On big event days, particularly ones involving Apple, competitors and PR folks are quick to come out swinging, even if the companies are clearly attempting to swing above their weight. In the case of HTC, Ho says today is merely a confirmation that HTC is clearly superior, and was first to pioneer the use of metal in smartphones. This, too, is questionable seeing as the iPhone 5 was released months before the HTC One.
“We’re proving that true innovation is still possible in an industry dominated by a duopoly that is simply running out of ideas,” Ho writes. “HTC has a proud history of breakthroughs and firsts. Earlier this year we changed the industry yet again with the acclaimed HTC One.”

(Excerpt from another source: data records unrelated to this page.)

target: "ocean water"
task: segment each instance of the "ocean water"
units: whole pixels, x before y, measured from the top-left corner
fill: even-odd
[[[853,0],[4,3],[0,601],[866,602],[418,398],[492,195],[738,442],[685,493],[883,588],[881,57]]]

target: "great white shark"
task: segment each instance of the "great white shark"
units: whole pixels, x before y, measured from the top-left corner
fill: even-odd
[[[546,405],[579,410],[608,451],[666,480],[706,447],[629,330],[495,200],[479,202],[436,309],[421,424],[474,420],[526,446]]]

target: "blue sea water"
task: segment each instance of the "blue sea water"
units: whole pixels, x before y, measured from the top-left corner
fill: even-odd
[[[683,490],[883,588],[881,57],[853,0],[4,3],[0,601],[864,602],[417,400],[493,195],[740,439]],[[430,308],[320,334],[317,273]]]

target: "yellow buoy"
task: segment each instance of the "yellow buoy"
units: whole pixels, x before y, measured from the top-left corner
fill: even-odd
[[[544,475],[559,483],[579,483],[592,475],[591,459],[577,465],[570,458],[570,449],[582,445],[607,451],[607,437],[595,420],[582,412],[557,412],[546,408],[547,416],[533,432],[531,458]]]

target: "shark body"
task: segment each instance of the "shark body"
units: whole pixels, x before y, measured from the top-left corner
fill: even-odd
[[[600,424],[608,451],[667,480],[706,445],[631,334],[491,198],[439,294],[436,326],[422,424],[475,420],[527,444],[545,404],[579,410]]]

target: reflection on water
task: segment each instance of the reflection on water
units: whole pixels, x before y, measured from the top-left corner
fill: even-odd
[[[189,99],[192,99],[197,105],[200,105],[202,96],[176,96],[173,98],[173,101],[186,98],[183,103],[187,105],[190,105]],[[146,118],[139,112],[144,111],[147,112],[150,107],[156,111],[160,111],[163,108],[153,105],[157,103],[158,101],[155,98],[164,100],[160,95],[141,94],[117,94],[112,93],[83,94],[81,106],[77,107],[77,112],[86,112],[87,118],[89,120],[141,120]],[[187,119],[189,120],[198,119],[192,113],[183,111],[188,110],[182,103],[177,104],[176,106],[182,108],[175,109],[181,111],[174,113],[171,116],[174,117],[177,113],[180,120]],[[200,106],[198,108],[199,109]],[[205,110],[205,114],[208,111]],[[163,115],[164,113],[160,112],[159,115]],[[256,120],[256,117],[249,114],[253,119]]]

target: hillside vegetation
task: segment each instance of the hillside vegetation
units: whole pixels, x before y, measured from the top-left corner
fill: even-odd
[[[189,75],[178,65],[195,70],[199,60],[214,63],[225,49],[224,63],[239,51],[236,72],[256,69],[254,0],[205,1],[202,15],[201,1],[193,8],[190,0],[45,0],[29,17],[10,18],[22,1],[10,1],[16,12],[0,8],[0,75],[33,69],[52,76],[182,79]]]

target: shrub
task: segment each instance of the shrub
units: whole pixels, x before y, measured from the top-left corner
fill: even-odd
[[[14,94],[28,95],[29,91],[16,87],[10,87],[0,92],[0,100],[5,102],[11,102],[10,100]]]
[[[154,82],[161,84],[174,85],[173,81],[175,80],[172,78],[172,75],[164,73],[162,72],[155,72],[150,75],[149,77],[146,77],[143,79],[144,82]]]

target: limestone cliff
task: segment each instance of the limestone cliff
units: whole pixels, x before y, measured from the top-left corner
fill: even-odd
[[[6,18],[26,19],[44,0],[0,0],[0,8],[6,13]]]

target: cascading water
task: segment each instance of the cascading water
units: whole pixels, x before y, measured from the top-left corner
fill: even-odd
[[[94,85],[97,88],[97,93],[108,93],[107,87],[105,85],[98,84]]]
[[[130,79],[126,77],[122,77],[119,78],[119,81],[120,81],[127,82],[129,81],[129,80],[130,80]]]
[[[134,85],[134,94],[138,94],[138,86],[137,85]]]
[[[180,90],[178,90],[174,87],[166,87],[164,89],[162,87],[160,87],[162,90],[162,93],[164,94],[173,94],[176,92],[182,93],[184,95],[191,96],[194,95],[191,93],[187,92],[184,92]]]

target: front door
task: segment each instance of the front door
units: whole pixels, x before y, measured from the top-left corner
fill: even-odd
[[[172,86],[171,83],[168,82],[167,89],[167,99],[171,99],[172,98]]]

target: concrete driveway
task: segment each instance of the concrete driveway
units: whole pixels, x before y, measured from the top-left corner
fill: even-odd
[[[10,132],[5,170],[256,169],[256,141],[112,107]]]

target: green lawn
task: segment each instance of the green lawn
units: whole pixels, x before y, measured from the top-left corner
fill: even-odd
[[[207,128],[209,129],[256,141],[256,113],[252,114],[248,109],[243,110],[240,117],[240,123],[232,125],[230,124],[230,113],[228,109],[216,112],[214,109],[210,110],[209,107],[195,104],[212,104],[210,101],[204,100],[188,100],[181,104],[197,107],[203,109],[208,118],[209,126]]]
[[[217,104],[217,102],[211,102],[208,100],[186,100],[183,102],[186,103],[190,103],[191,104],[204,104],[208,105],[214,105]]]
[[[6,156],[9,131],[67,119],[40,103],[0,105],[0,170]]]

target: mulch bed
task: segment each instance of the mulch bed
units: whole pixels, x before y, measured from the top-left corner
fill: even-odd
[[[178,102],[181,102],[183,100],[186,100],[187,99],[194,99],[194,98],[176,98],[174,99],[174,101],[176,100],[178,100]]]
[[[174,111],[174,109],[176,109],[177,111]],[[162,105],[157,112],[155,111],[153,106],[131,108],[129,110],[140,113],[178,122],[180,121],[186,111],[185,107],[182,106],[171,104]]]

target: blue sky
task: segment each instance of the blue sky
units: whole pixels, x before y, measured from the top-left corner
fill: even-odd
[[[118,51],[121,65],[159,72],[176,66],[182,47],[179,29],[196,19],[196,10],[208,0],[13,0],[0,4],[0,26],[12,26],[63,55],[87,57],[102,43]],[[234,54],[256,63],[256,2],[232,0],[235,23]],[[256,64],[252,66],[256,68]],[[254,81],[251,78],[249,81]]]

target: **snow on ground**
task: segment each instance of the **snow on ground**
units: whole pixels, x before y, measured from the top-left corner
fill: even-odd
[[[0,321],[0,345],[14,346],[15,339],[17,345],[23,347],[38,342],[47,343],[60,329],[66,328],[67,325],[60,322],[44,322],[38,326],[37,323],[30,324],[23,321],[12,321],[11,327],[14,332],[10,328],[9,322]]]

While the device may have introduced neat concepts, such as BoomSound, BlinkFeed and its UltraPixel camera, Apple’s iPhone 5 is still much more popular; it also has a terrific camera that’s arguably still one of the best on the market. But perhaps one of Ho’s more curious accusations is “the iPhone looks the same” argument.
There’s no denying that the iPhone 5S sports the same design as the iPhone 5—we expected that—and those untrained won’t be able to tell the difference; the new Touch ID home button is subtle, and the dual-LED flash is barely noticeable. But that really shouldn’t be a criticism when HTC introduced the One X, and then followed that up with the One X+—both largely similar designs. Or even the Butterfly and Butterfly S (or HTC One, One Mini and maybe the One Max). How would Ho respond to those seemingly incremental devices?
“At HTC, change is who we are,” Ho says. “Change is what we do.”
But even change doesn’t lead to resounding success. So which company is doing it right?